Differentiating again w.r.t. x, we get

`y."d"/"dx"(dy/dx) + "dy"/"dx"."dy"/"dx" = ((b^2 - a^2)/2)."d"/"dx"(sin2x)`

∴ `y(d^2y)/(dx^2) + (dy/dx)^2 = ((b^2 - a^2)/2) xx cos2x xx 2`

∴ `y(d^2y)/(dx^2) + (dy/dx)^2 = (b^2 - a^2)cos2x`

∴ `y^3(d^2y)/(dx^2) +y^2 (dy/dx)^2 = y^2(b^2 - a^2)cos2x`

∴ `y^3(d^2y)/(dx^2) = y^2(b^2 - a^2)cos2x - y^2(dy/dx)^2`

∴ `y^4 + y^3(d^2y)/(dx^2) = y^2(b^2 - a^2)cos2x - y^2(dy/dx)^2 + y^4`

= (a²cos²x + b²sin²x)(b² – a²)(cos²x – sin²x) – [(b² – a²)sin x cosx]² + (a²cos²x + b²sin²x)²    ...[By (1) and (2)]

= (a²b²cos²x – a⁴cos²x + b⁴sin²x – a²b²sin²x) x (cos²x –sin²x) – (b⁴sin²xcos²x + a⁴sin²xcos²x  – 2a²b²sin²x cos²x) + (a⁴cos⁴x + b⁴sin⁴x + b⁴sin⁴x + 2a²b²sin²x cos²x)

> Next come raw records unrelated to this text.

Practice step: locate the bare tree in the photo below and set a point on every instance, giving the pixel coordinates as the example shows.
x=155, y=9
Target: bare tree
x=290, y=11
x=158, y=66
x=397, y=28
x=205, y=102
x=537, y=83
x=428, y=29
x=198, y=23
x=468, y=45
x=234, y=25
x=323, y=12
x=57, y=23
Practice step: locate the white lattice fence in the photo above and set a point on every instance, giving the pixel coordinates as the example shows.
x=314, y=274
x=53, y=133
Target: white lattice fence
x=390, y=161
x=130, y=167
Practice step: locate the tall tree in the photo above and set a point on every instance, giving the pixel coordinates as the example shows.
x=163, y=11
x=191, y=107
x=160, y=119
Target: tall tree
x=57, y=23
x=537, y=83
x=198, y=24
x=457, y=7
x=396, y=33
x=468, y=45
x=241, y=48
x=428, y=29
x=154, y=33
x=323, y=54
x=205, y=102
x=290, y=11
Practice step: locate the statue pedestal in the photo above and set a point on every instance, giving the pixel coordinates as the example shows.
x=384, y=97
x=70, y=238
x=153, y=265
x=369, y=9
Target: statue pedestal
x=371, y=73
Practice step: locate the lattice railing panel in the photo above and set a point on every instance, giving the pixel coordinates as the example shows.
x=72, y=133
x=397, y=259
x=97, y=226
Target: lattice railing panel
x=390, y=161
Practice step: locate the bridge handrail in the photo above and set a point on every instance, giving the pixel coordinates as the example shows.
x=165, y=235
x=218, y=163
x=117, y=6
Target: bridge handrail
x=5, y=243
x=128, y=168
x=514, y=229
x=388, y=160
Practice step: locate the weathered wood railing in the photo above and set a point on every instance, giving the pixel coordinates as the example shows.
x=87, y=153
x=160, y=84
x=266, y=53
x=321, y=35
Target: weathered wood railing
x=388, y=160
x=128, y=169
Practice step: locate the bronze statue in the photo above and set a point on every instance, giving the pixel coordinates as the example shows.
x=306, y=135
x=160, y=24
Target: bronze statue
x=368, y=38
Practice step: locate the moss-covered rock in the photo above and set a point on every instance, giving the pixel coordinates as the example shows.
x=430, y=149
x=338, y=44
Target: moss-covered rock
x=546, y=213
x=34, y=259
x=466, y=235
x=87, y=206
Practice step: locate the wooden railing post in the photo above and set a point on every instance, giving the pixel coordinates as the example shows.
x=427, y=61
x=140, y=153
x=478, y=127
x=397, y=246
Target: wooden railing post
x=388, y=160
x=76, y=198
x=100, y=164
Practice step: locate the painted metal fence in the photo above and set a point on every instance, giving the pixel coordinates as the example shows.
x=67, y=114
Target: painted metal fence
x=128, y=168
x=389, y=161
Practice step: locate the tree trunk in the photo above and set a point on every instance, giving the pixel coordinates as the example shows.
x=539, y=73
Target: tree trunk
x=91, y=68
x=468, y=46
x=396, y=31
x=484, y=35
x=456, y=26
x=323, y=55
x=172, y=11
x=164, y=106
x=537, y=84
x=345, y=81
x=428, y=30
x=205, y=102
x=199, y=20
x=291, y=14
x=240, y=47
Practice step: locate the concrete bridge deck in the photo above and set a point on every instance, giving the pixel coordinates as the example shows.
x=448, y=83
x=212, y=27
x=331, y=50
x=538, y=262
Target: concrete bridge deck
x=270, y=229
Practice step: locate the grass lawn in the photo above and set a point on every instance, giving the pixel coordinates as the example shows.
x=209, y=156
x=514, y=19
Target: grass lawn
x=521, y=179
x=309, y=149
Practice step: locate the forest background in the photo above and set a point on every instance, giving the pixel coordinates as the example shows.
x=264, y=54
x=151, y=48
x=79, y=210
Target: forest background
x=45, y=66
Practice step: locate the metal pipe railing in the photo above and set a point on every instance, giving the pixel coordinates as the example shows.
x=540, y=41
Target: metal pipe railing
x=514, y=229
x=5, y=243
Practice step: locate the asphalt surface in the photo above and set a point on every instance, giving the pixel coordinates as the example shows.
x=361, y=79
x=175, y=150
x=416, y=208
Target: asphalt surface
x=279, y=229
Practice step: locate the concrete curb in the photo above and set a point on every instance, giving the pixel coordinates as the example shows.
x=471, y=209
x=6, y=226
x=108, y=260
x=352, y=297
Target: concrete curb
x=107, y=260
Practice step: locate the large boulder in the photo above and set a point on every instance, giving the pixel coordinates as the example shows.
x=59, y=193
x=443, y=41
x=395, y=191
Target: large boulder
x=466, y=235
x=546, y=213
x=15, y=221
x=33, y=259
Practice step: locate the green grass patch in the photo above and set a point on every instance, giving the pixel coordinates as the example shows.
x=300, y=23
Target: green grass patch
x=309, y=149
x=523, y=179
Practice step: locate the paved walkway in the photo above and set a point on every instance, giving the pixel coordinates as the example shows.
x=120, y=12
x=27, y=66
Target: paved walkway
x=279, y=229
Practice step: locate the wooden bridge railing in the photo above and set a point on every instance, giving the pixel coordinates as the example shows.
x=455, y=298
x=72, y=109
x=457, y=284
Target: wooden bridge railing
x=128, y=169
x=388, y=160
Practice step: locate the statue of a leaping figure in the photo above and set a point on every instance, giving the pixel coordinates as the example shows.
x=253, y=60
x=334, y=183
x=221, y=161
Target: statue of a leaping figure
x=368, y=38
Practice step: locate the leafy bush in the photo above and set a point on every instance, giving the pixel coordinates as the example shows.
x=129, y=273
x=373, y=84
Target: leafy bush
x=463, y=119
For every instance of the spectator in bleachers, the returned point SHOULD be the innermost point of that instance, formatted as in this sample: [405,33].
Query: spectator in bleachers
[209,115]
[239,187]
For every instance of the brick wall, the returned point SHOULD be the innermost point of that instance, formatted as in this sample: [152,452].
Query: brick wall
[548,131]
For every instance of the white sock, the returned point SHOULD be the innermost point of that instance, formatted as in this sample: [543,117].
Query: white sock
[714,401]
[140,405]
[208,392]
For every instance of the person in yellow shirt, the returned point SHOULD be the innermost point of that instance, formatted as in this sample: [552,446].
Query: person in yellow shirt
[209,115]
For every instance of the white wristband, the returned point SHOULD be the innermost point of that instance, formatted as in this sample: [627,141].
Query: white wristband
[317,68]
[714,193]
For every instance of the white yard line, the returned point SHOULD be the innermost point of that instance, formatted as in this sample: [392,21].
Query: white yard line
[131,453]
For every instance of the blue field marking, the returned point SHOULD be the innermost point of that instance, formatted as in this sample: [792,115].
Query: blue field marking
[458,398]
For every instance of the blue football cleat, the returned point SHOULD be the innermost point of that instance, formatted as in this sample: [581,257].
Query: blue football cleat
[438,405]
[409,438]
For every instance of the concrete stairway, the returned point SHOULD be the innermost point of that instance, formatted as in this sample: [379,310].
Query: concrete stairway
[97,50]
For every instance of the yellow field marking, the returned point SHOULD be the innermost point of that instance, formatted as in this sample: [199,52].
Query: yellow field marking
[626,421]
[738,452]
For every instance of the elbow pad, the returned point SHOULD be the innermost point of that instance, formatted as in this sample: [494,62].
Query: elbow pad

= a²b²cos4x – a²b²sin²xcos²x – a⁴cos⁴x + a⁴sin²xcos²x + b⁴sin²xcos²x – b⁴sin²xcos²x – a⁴sin²xcos²x + 2a²b²sin²xcos²x + a⁴cos⁴x + b⁴x + b⁴sin⁴x + 2a²b²sin²xcos²x

= a²b²cos⁴x + 2a²b²sin²xcos²x + a²b²sin⁴x
= a²b² (sin⁴x + 2sin²x cos²x + cos⁴x)

∴ `y^4 + y^3(d^2y)/(dx^2)` = a²b²      ...[∵ sin²x + cos²x = 1]

∴ `y^3(y + (d^2y)/(dx^2))` = a²b² 

∴ `y + (d^2y)/(dx^2) = (a^2b^2)/(y^3)`.